The youngsters will divvy up her monthly $600 retirement check and receive individual Social Security benefits until they turn 18, provided they remain in school, she has told them.
But she has warned them the IRS may seize the proceeds of her modest life insurance policy. The reason: She owes $16,000 for taxes unpaid during a period when she was buying Laetrile, a discredited cancer treatment drug derived from apricot pits that was not covered by medical insurance.
Varela has filed papers to have Ruth appointed guardian of her younger sister and brothers upon her death; a final court appearance making it official is scheduled Sept. 25.
In the meantime, the family has agreed that Ruth will return this fall to UC Riverside, where she will be a senior majoring in psycho-biology planning to apply to medical school. Ruth will come home to head the family “when I’m on my deathbed,” Varela said.
“I know there’s no one else out there to treat us like my mother has. But I’m going to try my hardest,” said Ruth--who plans to take Ann-Marie back to Riverside to live with her.
Varela said her own five brothers and sisters and her 70-year-old mother who lives in Arizona are not in a position to take in her sons.
“My youngest will probably go with Ruth’s aunt and uncle on her father’s side in Yorba Linda. My oldest son will go to Colorado, probably, to live with a cousin on my side. I cried when I made those calls, but it feels good that they won’t be homeless.”
There were tears at the other end of the phone too. “We didn’t think twice. If he needs a place, this should be it. We care about him a lot--we want to provide a home for him,” said John Bell, a career soldier who lives in Colorado Springs.
Making funeral plans have been just as hard for the family.

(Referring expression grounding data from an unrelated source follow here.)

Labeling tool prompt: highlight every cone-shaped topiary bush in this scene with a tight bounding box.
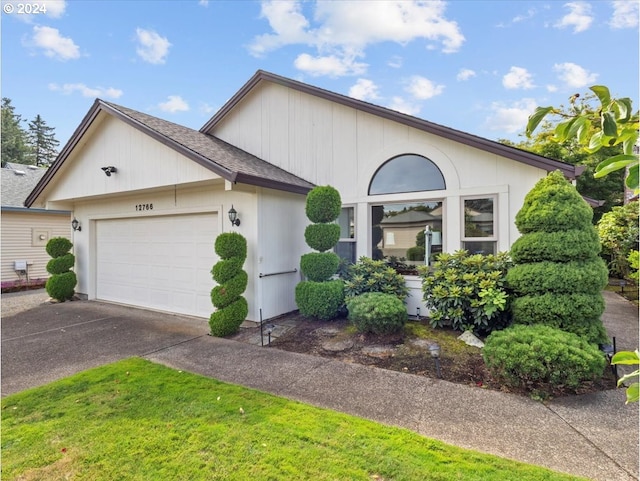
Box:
[507,170,609,345]
[296,185,344,320]
[45,237,77,301]
[209,232,248,337]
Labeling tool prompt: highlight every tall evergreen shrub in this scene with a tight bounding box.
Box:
[295,186,345,320]
[507,170,609,345]
[209,232,248,337]
[45,237,77,301]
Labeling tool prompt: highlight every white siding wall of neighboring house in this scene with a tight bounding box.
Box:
[211,82,549,256]
[1,211,71,283]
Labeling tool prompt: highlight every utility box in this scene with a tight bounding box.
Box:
[14,260,27,271]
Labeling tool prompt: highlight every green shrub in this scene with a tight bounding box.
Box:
[304,223,341,252]
[214,232,247,259]
[295,280,344,321]
[45,237,73,258]
[210,232,248,337]
[340,256,409,301]
[46,253,75,275]
[597,201,639,279]
[210,271,248,308]
[483,324,606,394]
[347,292,407,335]
[406,246,425,261]
[300,252,340,282]
[506,259,608,296]
[628,250,639,284]
[419,250,512,334]
[510,229,601,263]
[305,186,342,223]
[45,237,76,301]
[511,293,608,344]
[45,271,77,302]
[509,171,609,345]
[209,297,249,337]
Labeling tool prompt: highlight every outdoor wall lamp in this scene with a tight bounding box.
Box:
[101,166,117,177]
[228,205,241,226]
[71,218,82,232]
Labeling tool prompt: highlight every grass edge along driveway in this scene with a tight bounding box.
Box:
[1,358,587,481]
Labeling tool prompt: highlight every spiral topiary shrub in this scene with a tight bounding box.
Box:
[507,171,609,345]
[45,237,76,301]
[483,324,606,394]
[347,292,407,335]
[296,185,345,320]
[209,232,248,337]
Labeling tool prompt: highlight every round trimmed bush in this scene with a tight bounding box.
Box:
[295,280,344,320]
[46,253,75,275]
[215,232,247,259]
[209,297,249,337]
[45,271,77,302]
[304,223,341,252]
[300,252,340,282]
[510,229,601,263]
[305,186,341,223]
[483,324,606,393]
[406,246,425,261]
[347,292,407,335]
[46,237,73,258]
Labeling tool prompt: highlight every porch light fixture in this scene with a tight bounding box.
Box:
[101,166,117,177]
[71,218,82,232]
[228,205,241,226]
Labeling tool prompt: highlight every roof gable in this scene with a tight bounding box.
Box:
[25,100,314,207]
[200,70,583,180]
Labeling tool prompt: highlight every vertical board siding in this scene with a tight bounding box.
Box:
[1,211,71,282]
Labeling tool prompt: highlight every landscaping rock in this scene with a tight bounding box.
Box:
[458,330,485,348]
[321,338,354,352]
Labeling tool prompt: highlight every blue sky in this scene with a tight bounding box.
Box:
[2,0,638,149]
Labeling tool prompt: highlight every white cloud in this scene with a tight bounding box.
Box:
[405,76,444,100]
[49,83,123,99]
[158,95,189,113]
[388,55,403,69]
[387,96,421,116]
[30,26,80,60]
[294,53,367,77]
[486,98,537,134]
[348,79,380,101]
[512,8,536,23]
[555,2,593,33]
[502,66,534,90]
[249,0,464,77]
[610,1,639,29]
[457,68,476,81]
[199,0,209,6]
[199,103,216,114]
[546,84,559,92]
[553,62,598,88]
[135,28,171,64]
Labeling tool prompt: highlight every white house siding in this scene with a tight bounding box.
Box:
[255,189,308,320]
[209,81,548,257]
[1,210,71,283]
[31,114,221,209]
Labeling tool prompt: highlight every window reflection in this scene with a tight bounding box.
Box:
[369,154,445,195]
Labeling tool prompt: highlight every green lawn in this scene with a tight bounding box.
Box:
[1,358,586,481]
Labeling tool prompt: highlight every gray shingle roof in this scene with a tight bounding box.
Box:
[2,163,48,208]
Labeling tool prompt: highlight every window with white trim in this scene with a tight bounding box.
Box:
[335,206,356,263]
[461,196,497,255]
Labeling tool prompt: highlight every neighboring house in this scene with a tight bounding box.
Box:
[1,162,70,285]
[25,70,582,320]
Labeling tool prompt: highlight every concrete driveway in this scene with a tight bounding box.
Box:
[1,293,210,396]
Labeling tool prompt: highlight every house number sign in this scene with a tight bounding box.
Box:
[135,203,154,211]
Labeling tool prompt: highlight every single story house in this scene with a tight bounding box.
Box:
[25,70,582,321]
[2,162,70,286]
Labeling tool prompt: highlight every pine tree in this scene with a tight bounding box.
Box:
[28,114,59,167]
[1,98,30,166]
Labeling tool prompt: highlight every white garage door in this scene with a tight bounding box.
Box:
[96,213,218,318]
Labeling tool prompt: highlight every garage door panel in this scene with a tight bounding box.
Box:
[96,213,218,318]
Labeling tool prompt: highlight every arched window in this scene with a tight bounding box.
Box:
[368,154,445,195]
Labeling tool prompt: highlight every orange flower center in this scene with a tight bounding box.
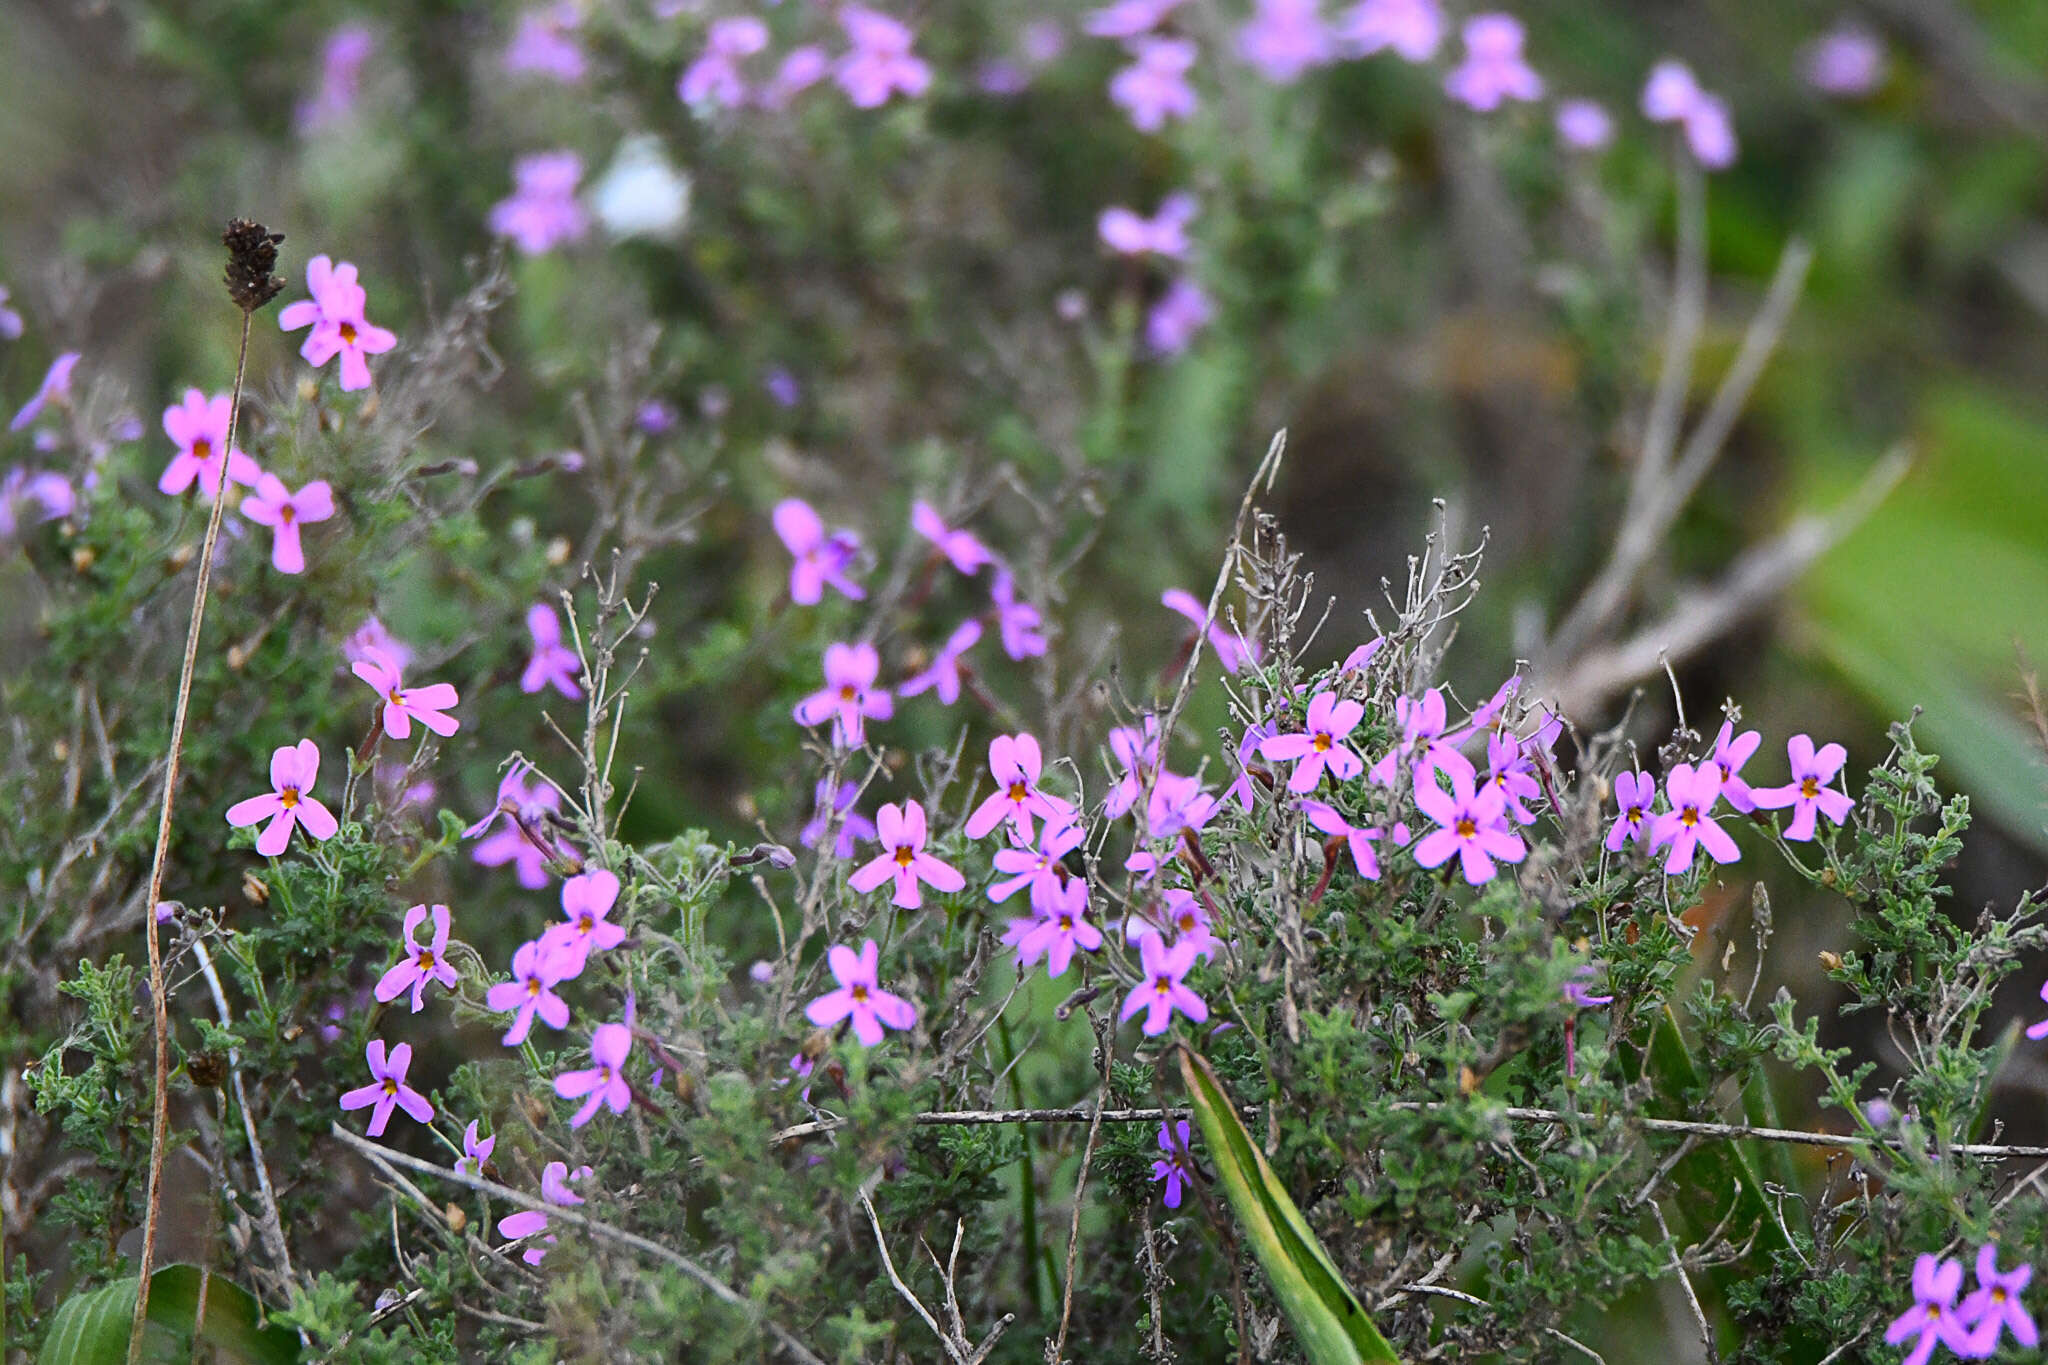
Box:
[279,787,300,810]
[193,438,212,461]
[894,845,914,867]
[340,321,358,344]
[1681,807,1699,828]
[839,684,857,701]
[1154,975,1172,996]
[1455,817,1476,838]
[382,1078,398,1096]
[1800,777,1819,798]
[852,984,870,1002]
[280,504,296,524]
[527,978,543,997]
[1312,733,1331,752]
[416,950,435,969]
[1009,781,1028,801]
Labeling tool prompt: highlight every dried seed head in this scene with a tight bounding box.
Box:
[222,219,286,313]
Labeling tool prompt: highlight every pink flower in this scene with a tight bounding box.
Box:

“I asked, ‘What do you want us to do for your funeral?’ ” Ruth said. “What do you want to wear?”
Varela has picked out the dress she wants to be buried in and specified “no pantyhose--I’ve always thought they were uncomfortable.” She has also selected a funeral home and asked for a closed-casket service.
“I don’t want people filing around me, looking at me when I can do nothing about it,” she said.
Besides bringing the family together and forcing them to confront challenges head-on, her illness has had an individual impact on them all, Varela said.
“Everyone’s school grades improved from November to June,” she said with a smile. “I guess it was their gift to me--to let the good grades help me grow good white cells.”
And each day is a gift too.
“The trees outside all look so green. The sky looks more luscious than ever before,” Rosa Varela said.
“I’m getting more thrill out of the little details.”